Tag Archives: commentary

Darling Nelly Gray

“Like Stephen Foster, Benjamin R. Hanby was a white, northern composer who wrote ‘plantation songs’ that evoked feelings and sentiments that he imagined were experienced by enslaved people working in southern plantation labor camps. Born in 1833 in Rushville, Ohio, he graduated from Otterbein College in Westerville in 1858 and went on to work as a minister at the United Brethren Church in New Paris, Ohio (1861–63). Today Hanby is mostly remembered as the composer of the 1865 Christmas song ‘Santa Claus, or Up on the Housetop.’ He died in Chicago in 1867. 

‘Darling Nelly Gray’ was written in 1856 as a minstrel song to be performed in the theater by professionals wearing blackface and costumes that mock and demean African Americans. Like many minstrel songs, ‘Darling Nelly Gray’ was published in sheet-music form so that it could also be sung by amateurs in the parlor. Early minstrel songs (see ‘Jump Jim Crow’) were typically simplistic and mocked the speech of African Americans by featuring offensive dialect. But in the 1850s, as minstrel songs were increasingly designed for parlor performance, they took on a more refined character and expressed strong sentiments, more in line with the conventions of traditional parlor songs (see ‘The Blue Juniata‘ and ‘Hard Times Come Again No More‘).

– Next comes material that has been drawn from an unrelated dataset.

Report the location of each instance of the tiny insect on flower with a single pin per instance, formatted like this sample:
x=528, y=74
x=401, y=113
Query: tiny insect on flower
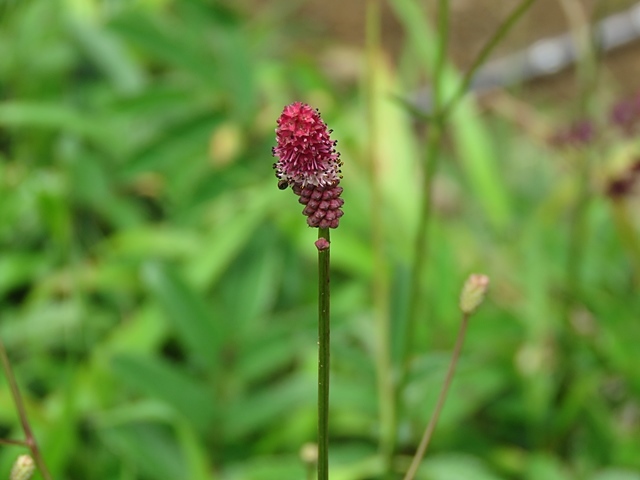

Unlike Foster, whose family members were Democrats opposed to Abraham Lincoln and the Civil War, Hanby came from a family of ardent abolitionists. In addition, Hanby’s family and friends helped escaped slaves reach freedom along the Underground Railroad. Despite the minstrel characteristics of the song, it was almost certainly intended to encourage whites in the North to sympathize with the plight of enslaved African Americans and support abolitionism.” [Source: University of Pittsburgh]

The following song sheet is not dated nor are there any marking to indicate who hand-wrote it but it appears to be of Civil War era vintage.